Pesticides and solvents
ISO-level testing for glyphosate, chlorpyrifos, and residual solvents for extracts. All should be non-detect.
Identity (species confirmation)
DNA or TLC confirming Mitragyna speciosa — not adulterated with other Mitragyna species or fillers.
Brand comparison
| Brand | AKA-GMP Certified | Contains 7-OH | Origin | Primary channel |
|---|---|---|---|---|
| OPMS | No | No | USA (Indonesia-sourced leaf) | Smoke shops |
| MIT 45 | No | No | USA | Smoke shops |
| Club 13 | Yes | No | USA | Smoke shops |
| Earth Kratom | Yes | No | USA | Smoke shops |
| Super Speciosa | Yes | No | USA | Direct-to-consumer online |
| Whole Herbs | Yes | No | USA | Smoke shops |
| Hydroxie | No | Yes | USA | Smoke shops |
FAQ
What is a COA?
A Certificate of Analysis (COA) is a document from a third-party lab listing the chemical composition of a batch — mitragynine %, 7-OH %, heavy metals, microbial contamination, and pesticide residues. Reputable kratom vendors publish COAs for every batch.
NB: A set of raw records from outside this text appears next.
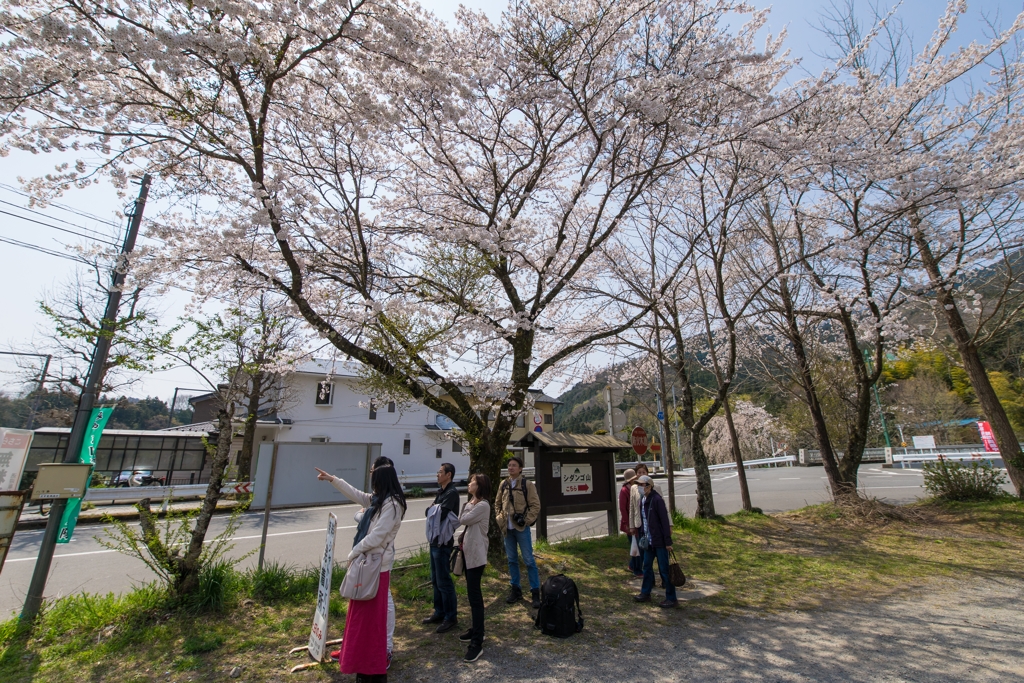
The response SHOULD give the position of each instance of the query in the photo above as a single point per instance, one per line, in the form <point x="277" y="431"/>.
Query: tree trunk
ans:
<point x="190" y="562"/>
<point x="744" y="493"/>
<point x="706" y="498"/>
<point x="838" y="484"/>
<point x="249" y="434"/>
<point x="1010" y="449"/>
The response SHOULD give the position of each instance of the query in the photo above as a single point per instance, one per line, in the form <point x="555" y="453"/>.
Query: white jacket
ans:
<point x="382" y="529"/>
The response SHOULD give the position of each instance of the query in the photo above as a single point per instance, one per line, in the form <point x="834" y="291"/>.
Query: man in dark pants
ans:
<point x="442" y="519"/>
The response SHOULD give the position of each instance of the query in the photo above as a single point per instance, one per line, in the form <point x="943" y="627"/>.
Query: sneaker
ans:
<point x="445" y="627"/>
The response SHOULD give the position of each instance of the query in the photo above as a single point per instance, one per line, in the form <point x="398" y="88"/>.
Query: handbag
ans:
<point x="458" y="561"/>
<point x="363" y="577"/>
<point x="676" y="575"/>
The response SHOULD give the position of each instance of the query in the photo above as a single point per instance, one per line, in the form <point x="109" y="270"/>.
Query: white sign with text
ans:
<point x="317" y="635"/>
<point x="578" y="479"/>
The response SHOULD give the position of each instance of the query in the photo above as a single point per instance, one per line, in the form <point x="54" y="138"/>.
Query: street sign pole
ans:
<point x="34" y="599"/>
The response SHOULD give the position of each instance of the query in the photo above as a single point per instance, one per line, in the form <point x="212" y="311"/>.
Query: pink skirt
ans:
<point x="364" y="649"/>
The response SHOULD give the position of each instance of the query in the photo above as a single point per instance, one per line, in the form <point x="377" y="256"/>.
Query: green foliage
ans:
<point x="202" y="642"/>
<point x="218" y="586"/>
<point x="956" y="481"/>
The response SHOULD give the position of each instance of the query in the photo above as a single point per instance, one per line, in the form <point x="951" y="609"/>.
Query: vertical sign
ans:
<point x="88" y="457"/>
<point x="14" y="445"/>
<point x="317" y="635"/>
<point x="987" y="437"/>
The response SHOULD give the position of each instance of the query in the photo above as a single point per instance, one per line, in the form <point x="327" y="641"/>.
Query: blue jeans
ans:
<point x="514" y="538"/>
<point x="663" y="568"/>
<point x="636" y="563"/>
<point x="440" y="575"/>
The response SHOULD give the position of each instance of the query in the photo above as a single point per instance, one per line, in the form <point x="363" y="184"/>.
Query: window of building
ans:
<point x="325" y="393"/>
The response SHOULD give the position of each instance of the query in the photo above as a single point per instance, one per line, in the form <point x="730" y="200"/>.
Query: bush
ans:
<point x="956" y="481"/>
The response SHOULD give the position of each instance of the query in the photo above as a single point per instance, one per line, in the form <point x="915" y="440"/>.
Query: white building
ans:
<point x="339" y="411"/>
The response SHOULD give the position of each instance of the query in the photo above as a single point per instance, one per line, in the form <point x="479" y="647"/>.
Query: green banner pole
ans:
<point x="87" y="456"/>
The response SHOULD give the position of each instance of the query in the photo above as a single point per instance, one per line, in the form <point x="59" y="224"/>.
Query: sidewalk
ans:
<point x="125" y="512"/>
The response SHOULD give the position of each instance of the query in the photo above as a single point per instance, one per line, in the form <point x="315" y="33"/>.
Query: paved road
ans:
<point x="296" y="537"/>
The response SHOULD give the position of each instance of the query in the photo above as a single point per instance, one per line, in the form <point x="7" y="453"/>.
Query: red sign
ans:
<point x="639" y="439"/>
<point x="987" y="437"/>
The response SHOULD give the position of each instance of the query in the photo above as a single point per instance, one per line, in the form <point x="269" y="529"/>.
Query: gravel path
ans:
<point x="969" y="631"/>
What does AKA-GMP certification mean?
The American Kratom Association operates a voluntary Good Manufacturing Practices program. Certified vendors agree to third-party testing, batch-level COAs, facility audits, and labeling standards. Not a government certification — it is industry self-regulation.
How do I read a kratom lab report?
Look for: (1) a recent date (within 6–12 months), (2) third-party lab letterhead (not the brand), (3) mitragynine % between 1–2% for leaf, (4) 7-OH under 0.02%, (5) passing heavy metals and microbial tests, (6) the specific batch number matches your product.
Should I trust COAs from the vendor?
Third-party COAs from ISO-accredited labs are trustworthy if the lab letterhead appears on the PDF and the batch number is verifiable. Self-test results from the vendor directly should be treated with more skepticism — they may be cherry-picked.